A professor at Georgia State University has resigned as director of its Middle East Institute and filed a federal discrimination complaint because, she alleges, the university failed to adequately deal with incidents of anti-Muslim bias and retaliated against her and a student for pressing it to act.

Dona J. Stewart, a professor of geosciences, and her lawyer announced in a news release issued today that she had left her post as the institute’s director to protest the university’s handling of her discrimination complaint and retaliatory actions that have “impaired her ability to fulfill federal grant commitments and harmed her career.”

A spokeswoman for Georgia State, Andrea Jones, issued a statement today saying the university treats complaints of discrimination “very seriously” and took appropriate action last year in response to Ms. Stewart’s discrimination complaint. “Due to federal privacy guidelines, the university cannot address the details of the complaint and its resolution,” the statement says.
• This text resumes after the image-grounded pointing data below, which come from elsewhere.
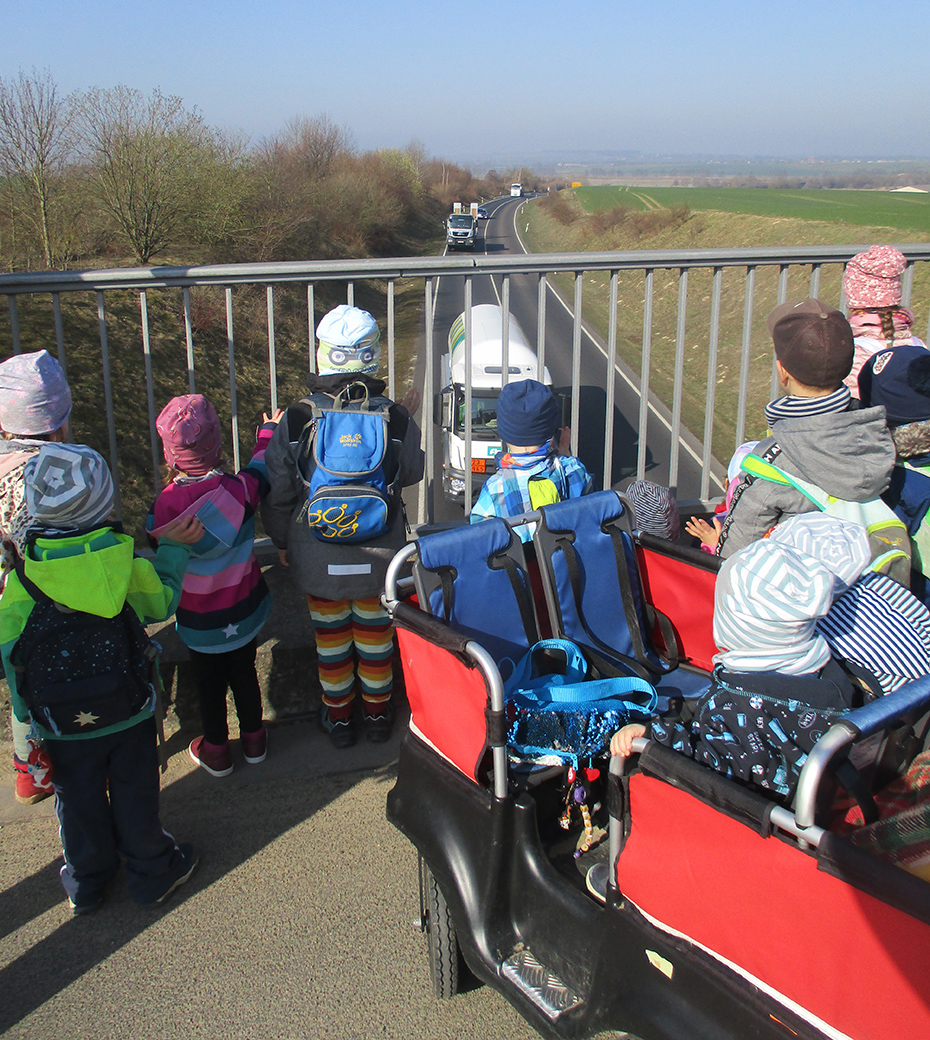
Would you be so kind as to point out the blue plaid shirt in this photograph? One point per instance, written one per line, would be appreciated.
(507, 493)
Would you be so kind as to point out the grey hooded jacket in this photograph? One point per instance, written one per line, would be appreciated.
(328, 570)
(849, 455)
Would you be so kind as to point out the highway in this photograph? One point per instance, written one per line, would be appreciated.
(501, 234)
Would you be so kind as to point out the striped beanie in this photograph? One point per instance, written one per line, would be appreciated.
(880, 625)
(840, 545)
(68, 488)
(655, 509)
(767, 603)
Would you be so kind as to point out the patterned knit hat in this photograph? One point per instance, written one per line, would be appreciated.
(899, 380)
(655, 509)
(766, 606)
(190, 435)
(840, 545)
(34, 395)
(873, 278)
(349, 342)
(68, 488)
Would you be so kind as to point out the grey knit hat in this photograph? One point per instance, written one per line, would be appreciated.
(68, 488)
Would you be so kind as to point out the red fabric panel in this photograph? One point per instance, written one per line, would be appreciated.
(447, 700)
(685, 594)
(851, 960)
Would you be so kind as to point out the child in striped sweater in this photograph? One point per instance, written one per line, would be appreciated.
(225, 600)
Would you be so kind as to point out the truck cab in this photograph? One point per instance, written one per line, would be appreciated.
(461, 231)
(486, 381)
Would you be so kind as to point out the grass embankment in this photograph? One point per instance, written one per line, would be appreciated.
(165, 311)
(589, 219)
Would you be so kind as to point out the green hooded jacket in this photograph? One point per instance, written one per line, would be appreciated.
(96, 572)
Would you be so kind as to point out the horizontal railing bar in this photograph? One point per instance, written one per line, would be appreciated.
(226, 275)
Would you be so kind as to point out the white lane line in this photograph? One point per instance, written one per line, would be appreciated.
(617, 367)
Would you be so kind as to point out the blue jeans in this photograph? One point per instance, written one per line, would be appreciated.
(107, 803)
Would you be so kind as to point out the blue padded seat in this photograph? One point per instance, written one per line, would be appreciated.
(594, 596)
(474, 577)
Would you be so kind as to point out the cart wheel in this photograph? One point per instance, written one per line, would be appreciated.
(441, 940)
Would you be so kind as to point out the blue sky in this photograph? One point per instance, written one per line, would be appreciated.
(782, 77)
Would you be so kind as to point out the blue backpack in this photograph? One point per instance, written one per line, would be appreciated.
(346, 462)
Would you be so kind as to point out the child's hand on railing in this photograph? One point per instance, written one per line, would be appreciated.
(708, 535)
(621, 742)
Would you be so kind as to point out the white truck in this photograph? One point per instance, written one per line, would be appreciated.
(461, 230)
(486, 382)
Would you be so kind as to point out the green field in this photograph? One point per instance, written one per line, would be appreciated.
(907, 211)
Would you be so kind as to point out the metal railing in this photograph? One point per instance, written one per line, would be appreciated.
(643, 267)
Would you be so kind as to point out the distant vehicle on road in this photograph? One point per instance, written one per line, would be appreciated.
(461, 230)
(486, 382)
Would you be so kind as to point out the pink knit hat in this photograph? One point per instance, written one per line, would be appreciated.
(190, 434)
(873, 278)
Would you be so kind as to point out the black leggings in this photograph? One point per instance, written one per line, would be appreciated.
(216, 672)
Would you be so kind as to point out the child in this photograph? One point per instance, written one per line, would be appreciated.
(343, 581)
(899, 380)
(776, 689)
(708, 534)
(106, 778)
(874, 622)
(872, 286)
(225, 600)
(532, 470)
(816, 435)
(34, 408)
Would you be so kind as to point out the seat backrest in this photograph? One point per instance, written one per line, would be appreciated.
(474, 577)
(679, 582)
(591, 579)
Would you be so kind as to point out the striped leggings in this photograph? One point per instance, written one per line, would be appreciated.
(350, 631)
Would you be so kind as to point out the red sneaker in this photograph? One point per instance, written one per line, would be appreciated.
(33, 777)
(254, 746)
(213, 757)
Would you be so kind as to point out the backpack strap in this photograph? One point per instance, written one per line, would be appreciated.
(761, 467)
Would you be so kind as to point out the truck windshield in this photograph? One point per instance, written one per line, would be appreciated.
(484, 416)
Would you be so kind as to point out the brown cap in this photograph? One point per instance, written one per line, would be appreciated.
(814, 342)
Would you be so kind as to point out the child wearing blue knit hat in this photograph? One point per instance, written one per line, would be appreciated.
(532, 471)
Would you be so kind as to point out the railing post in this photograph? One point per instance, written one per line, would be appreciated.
(108, 397)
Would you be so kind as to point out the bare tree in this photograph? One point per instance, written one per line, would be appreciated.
(150, 160)
(35, 144)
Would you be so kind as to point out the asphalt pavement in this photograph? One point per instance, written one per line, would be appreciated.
(298, 921)
(296, 924)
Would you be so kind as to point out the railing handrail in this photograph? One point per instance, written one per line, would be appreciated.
(301, 270)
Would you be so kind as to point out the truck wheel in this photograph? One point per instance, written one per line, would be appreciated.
(441, 940)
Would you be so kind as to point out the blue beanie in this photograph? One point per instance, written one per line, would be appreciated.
(899, 380)
(527, 414)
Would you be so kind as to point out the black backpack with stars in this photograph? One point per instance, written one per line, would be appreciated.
(79, 673)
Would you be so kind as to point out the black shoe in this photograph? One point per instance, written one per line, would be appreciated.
(378, 728)
(341, 730)
(186, 863)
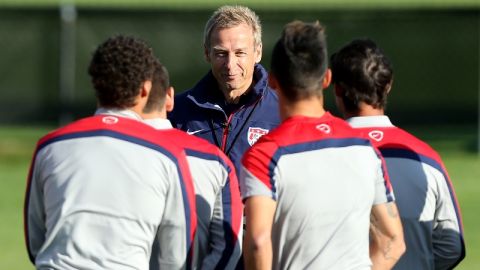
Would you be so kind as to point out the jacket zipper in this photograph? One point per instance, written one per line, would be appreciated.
(226, 130)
But, it says, “in no way” were retaliatory actions taken against the student or Ms. Stewart, who, it notes, had recently been promoted from associate professor to full professor.

Both Ms. Stewart’s news release and her complaint with the U.S. Equal Employment Opportunity Commission, filed in January, allege that she came into conflict with the university’s administration last year, after alleging discrimination on behalf of a Muslim-American doctoral student who had been repeatedly asked by another faculty member whether she was “carrying any bombs” under her head scarf.

When Ms. Stewart and the student pressed administrators to deal with the incidents, the dean’s office at the college of arts and science demanded that Ms. Stewart remove the student from a visiting-instructor position at the Middle East Institute, canceled the student’s registration for her doctoral courses, and declared the student ineligible to lead a study-abroad program in Egypt that had already been approved, the EEOC complaint alleges.

Administrators subsequently withdrew their support for Ms. Stewart’s plan to use a federal grant to establish a bachelor-of-arts program in Middle Eastern studies, and otherwise undermined her and her institute, the complaint alleges.

Ms. Stewart remains a member of the university’s faculty, but has taken unpaid leave for the coming year. The university’s statement says it is “fully cooperating with the EEOC on this investigation and looks forward to resolving this matter.”